With no evidence presented to show that the consumer was confused by AT&T’s thanks program, whereas Citigroup’s own evidence of the “many negative comments” only goes to show that consumers could distinguish from Citigroup’s “thank you” from AT&T’s “AT&T thanks”.
Citigroup Inc faced a setback when a judge rejected its injunction to stop AT&T from using the words “AT&T thanks” on its customer loyalty program. According to Citigroup the phrase is too similar to its trademarked “thankyou.” Customer loyalty program.
According to U.S. District Judge Katherine Forrest, Citigroup failed to show that customers are will not be able to distinguish “AT&T thanks” from “thankyou.” Or that it would suffer irreparable harm if AT&T kept using the phrase “AT&T thanks”.

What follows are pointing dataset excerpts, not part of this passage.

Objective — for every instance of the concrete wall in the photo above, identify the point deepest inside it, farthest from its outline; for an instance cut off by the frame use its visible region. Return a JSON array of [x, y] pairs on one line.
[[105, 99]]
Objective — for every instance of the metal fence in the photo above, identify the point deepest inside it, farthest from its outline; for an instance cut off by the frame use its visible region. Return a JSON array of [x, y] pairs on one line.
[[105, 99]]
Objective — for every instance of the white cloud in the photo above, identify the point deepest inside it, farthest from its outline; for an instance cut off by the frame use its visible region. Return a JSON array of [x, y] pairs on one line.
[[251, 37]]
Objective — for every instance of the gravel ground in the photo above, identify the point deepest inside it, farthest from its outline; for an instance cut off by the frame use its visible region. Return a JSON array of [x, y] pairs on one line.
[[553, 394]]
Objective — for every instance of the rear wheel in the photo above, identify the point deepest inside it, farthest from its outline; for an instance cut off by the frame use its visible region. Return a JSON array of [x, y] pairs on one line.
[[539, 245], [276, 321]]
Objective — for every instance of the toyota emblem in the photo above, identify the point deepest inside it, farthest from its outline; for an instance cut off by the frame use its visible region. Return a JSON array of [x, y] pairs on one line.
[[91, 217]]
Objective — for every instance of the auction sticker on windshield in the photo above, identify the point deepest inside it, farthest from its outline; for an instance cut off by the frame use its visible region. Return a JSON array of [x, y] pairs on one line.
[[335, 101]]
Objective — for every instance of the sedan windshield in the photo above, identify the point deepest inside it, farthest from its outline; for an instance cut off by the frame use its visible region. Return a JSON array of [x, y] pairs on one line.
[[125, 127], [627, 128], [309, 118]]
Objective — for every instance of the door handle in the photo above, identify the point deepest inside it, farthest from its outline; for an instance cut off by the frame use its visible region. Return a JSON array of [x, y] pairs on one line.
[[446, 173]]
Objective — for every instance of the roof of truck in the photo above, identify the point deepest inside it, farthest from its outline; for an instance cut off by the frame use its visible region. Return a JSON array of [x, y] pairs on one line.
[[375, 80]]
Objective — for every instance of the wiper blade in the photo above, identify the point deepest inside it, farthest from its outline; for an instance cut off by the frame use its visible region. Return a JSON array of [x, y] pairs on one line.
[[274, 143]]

She also disclosed that AT&T had provided material evidence to show that using a phrase other than “AT&T thanks” would cause an “expensive and significant disruption.”
Although Citigroup had no immediate comment, AT&T said in a statement it was pleased with the decision and said “the law does not allow one company to own the word ‘thanks.'”
Significantly, the ruling does not cast any aspersions on AT&T’s alleged infringement on Citigroup’s trademark.
The case is Citigroup Inc v. AT&T Inc et al, U.S. District Court, Southern District of New York, No. 16-04333.